Replace paths with your local repo and venv.

Start making your computer talk!

🎭 Voice Options

Choose your narrator wisely:

alloy: Neutral, balanced tone (default)
ash: warm, expressive; friendly support vibes
ballad: smooth narrator; long-form storytelling
coral: bright, upbeat; cheerful promos
echo: Clear and professional, like a news anchor
fable: Warm and storytelling, perfect for bedtime code reviews
onyx: Deep and authoritative, for when your code needs to sound important
nova: Bright and energetic, like your enthusiasm before debugging
sage: calm, measured; helpful explainer
shimmer: Soft and gentle, for when you need to break bad news about production bugs
verse: dramatic, theatrical; trailer read

🎪 Usage Examples

Basic Usage

# Non-blocking (default) - returns immediately
speak("Hello, world! I'm now audible!")

# Blocking - waits for completion
speak("This message will finish before I return", blocking=True)

# With specific voice
speak("I'm feeling dramatic today!", voice="fable")

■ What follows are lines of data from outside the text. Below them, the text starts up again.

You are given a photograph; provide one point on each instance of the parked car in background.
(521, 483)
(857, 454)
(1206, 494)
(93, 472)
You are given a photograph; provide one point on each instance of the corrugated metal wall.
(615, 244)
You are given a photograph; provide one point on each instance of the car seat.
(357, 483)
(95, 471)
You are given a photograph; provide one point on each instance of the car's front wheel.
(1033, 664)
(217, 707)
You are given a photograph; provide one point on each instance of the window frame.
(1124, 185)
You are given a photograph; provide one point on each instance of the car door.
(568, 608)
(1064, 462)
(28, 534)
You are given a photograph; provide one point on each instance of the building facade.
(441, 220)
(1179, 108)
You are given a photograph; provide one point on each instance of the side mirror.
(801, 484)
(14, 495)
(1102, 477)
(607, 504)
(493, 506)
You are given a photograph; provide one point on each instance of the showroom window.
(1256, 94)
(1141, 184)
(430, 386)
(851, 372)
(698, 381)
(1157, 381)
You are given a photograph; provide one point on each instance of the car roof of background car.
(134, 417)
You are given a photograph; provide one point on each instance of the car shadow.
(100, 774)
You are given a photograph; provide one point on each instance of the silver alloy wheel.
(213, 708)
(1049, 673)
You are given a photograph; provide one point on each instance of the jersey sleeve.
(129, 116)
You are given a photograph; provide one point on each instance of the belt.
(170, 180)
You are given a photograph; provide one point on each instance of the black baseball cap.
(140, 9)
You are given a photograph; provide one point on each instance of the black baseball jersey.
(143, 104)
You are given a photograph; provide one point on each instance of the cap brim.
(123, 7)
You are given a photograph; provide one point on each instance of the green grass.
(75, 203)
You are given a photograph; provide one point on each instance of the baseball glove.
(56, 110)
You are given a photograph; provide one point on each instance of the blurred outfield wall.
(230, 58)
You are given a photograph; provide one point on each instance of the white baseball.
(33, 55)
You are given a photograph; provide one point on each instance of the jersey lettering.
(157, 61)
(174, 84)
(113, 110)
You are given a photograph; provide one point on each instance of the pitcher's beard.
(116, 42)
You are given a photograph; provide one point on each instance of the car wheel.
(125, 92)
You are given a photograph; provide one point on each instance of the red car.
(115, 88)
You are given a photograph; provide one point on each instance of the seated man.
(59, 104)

# With delivery instructions
speak(
    "You're doing great—let's take this one step at a time.",
    voice="shimmer",
    instructions="Speak in a warm, reassuring and unhurried tone and pace"
)

In Cursor with MCP

Just tell Cursor to use the speak tool in your conversations.
You can suggest a voice and style instructions for maintaining a consistent character.

⚙️ Configuration

Environment variables:

OPENAI_API_KEY (required): Your OpenAI API key
TTS_MODEL (optional): Defaults to gpt-4o-mini-tts. Other options include tts-1, tts-1-hd (though "instructions" are not supported on those, as well as some of the voices)
LOG_LEVEL (optional): DEBUG, INFO (default), WARNING, ERROR

🧰 Troubleshooting

No audio / no default output device:
- Set a system default output device and restart the MCP server.
- macOS: System Settings → Sound → Output.
PyAudio install issues:
- macOS: brew install portaudio then pip install -r requirements.txt
- Linux (Debian/Ubuntu): sudo apt-get install portaudio19-dev then pip install pyaudio
- Windows: pip install pipwin && pipwin install pyaudio
Missing API key:
- Ensure .env contains OPENAI_API_KEY=... or export it in your shell.
High latency or choppy audio:
- Close other audio apps; verify system output device; keep blocking=False if you need responsiveness.
Logs:
- Logs stream to stderr and to tts_mcp_server.log. Tail with:
```
tail -f tts_mcp_server.log
```

🙏 Acknowledgments

Cursor for writing 95% of the code here
Coffee, for making everything else possible

Remember: With great text-to-speech power comes great responsibility. Use your new vocal abilities wisely, and try not to annoy your coworkers too much.

Pro tip: If your computer starts talking back to you without being prompted, it might be time to take a break. Or update your Python version. Probably the latter.

This project is licensed under the BSD 3-Clause License. See the LICENSE file for details.